From a public policy point of view, prosecuting victims of a mental disorder—the anorexics and bulimics who typically run these Web sites—seems like cruel and unusual punishment. "Any law that targets victims is ill-considered," says Susan Scafidi, a law professor at Fordham University and an expert on fashion law. "Surely we can find a better way to help these people than criminalizing their speech." Providing more treatment facilities for those already suffering would be far more helpful—as would helping educators and parents learn how to spot early warning signs of trouble.
As devastating as anorexia and bulimia are for those who suffer from those disorders, obesity—the target of the New York regulation—is a far more widespread public health problem and one that seems ever more intractable. New York's public health officials have been fighting hard, with a publicity campaign to get people to eat less and exercise more and a ban on harmful trans fats in restaurants. The calorie-posting regulation is the latest weapon in this arsenal. Among other objections, restaurant owners claim their First Amendment rights are violated if they are required to post a government message. Some say they don't mind posting calories but they just don't want to be told to do it. (Curious customers can already find out the damage they're doing to their diets by logging on to the site of their favorite fast-food outlets and searching for nutrition info; most major chains now have it somewhere—although it can take some digging to find it.)
Whatever the ultimate legal resolution, news coverage of the court battle emphasizes the fact that many chain restaurants are serving up meals that contain almost a whole day's worth of calories and way too much fat. And as that message becomes more widespread, maybe people will begin to pay more attention to what they're putting in their mouths. Even small changes—like forgoing the fries, for example—can make a big difference. And there is evidence that heightening public awareness can be a successful strategy—although perhaps not immediately. Thirty years ago, when the antismoking effort was in its infancy, few believed that it would succeed. But today smoking rates are down significantly. Better public information was critical, as were warnings on packages, higher prices, and laws that limit smoking in public places.

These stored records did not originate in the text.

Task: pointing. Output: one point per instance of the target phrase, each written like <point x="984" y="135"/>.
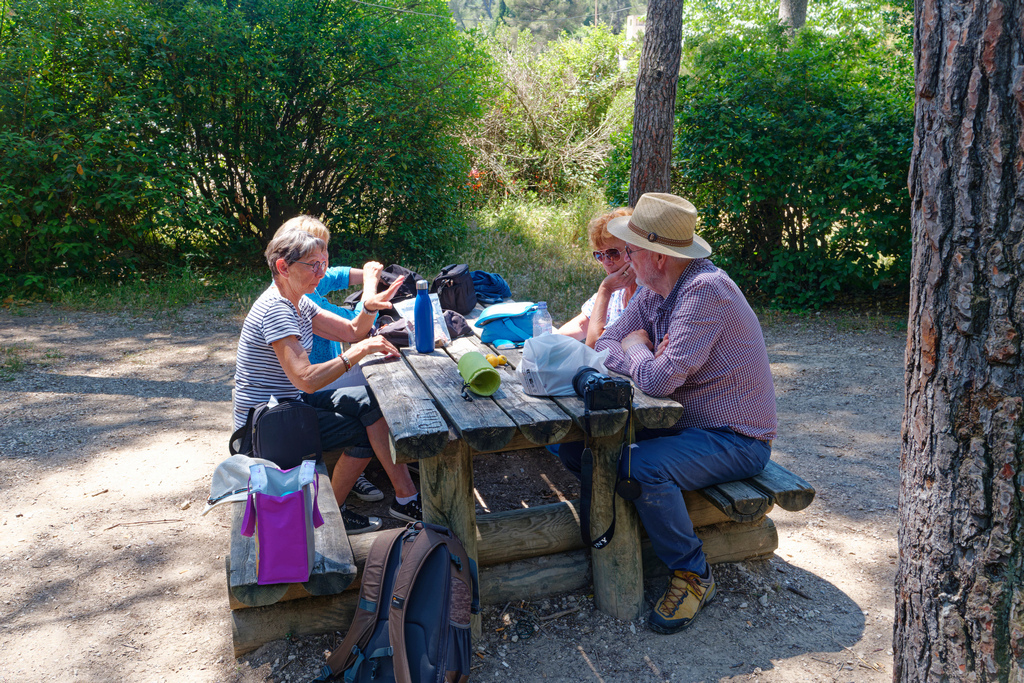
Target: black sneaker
<point x="356" y="523"/>
<point x="411" y="512"/>
<point x="366" y="491"/>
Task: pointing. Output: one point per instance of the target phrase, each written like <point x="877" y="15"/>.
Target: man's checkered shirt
<point x="716" y="365"/>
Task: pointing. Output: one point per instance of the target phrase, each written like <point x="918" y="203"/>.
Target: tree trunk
<point x="960" y="603"/>
<point x="793" y="13"/>
<point x="654" y="112"/>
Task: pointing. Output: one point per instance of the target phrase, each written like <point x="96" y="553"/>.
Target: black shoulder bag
<point x="628" y="488"/>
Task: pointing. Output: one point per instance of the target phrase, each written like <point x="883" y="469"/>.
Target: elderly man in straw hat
<point x="688" y="335"/>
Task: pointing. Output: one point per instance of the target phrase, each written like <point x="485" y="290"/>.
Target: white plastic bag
<point x="550" y="363"/>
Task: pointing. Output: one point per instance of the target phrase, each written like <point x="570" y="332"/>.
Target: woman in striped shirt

How can those lessons be applied to the obesity epidemic? Public education is a start, but the sad truth is that information isn't always enough to get people to change deeply entrenched unhealthy habits, says Kenyon College psychology professor Michael Levine, who studies eating disorders. Levine uses himself as an example. He suffers from sleep apnea partly brought on by extra weight that his doctor has told him he should lose. And he understands how to make it happen better than most people. Still, he hasn't abandoned fast food. "I don't think the answer is posting calories," he says. Would a tax on high-fat foods help? Or a ban on eating desserts in public? Imagine the uproar if any public official suggested these measures. Eating disorders and obesity are major public health issues, and it's right and proper for the government to push measures that encourage change, but in the end it's up to each of us to act in our own best interest—one forkful at a time.